The researchers observed that when this fleet did not communicate, it would act much like how regular traffic works. When one of the cars stopped or slowed down, the cars behind it did the same and would wait for a gap in the traffic before proceeding, causing a ripple effect that slowed traffic considerably.
However, when the fleet communicated and were actively cooperating, traffic flow was smoother. When one car stopped, others did the same. When another car slowed down, the cars in the other lane would do the same so that the others could quickly pass without having to stop or slow down significantly.
In another trial, they placed a human-controlled driver into their track. This person was tasked with driving as aggressively as he could.
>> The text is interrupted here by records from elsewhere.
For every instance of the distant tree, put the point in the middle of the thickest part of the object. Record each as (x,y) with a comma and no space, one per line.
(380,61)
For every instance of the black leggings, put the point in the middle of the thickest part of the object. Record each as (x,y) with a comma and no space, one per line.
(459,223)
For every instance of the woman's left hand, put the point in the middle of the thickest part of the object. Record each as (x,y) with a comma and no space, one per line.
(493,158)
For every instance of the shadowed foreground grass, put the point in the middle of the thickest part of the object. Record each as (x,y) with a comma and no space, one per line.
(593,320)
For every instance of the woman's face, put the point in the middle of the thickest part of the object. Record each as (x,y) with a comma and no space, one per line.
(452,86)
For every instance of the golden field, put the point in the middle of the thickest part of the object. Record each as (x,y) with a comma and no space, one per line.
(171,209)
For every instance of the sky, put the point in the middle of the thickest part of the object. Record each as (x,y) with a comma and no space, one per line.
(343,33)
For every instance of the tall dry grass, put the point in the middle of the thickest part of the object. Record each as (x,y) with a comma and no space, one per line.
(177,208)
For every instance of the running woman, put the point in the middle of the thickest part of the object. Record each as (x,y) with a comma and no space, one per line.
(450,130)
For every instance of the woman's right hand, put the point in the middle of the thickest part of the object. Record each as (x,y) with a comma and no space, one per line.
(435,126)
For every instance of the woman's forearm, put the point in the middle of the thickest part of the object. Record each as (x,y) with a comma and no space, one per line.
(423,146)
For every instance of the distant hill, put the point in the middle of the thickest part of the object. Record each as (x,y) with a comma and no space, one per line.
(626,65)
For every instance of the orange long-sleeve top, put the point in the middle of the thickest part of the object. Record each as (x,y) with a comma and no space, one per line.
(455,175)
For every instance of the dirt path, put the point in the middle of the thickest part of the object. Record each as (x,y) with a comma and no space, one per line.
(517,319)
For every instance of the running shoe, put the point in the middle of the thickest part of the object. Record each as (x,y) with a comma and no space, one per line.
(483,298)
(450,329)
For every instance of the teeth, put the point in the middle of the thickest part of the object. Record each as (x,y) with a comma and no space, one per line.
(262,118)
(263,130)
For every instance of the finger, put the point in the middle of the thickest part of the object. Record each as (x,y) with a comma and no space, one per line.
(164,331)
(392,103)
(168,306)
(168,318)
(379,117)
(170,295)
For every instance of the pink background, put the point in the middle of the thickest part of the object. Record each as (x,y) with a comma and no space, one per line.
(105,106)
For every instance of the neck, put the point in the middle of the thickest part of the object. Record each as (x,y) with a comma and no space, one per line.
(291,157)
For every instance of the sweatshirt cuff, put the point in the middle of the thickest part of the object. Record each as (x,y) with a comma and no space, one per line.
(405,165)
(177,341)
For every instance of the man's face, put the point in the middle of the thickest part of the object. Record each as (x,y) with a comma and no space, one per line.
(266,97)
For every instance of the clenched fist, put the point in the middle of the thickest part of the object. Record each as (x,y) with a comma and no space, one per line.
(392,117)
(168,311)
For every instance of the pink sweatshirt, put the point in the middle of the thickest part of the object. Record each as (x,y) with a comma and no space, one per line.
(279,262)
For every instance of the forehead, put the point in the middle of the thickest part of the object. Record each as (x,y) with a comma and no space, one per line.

The communicating and cooperating fleet of cars were able to give way to each other to avoid the aggressive driver.
The research team believes that this study may be useful in figuring out how self-driving cars can and should communicate with each other and with directly controlled vehicles once the technology becomes much more widespread. “Autonomous cars could fix a lot of different problems associated with driving in cities,” said researcher Michael He, “but there needs to be a way for them to work together.”
He's statement itself poses a major concern: How are people supposed to get thousands or even millions of cars driving in the same city to communicate and work together?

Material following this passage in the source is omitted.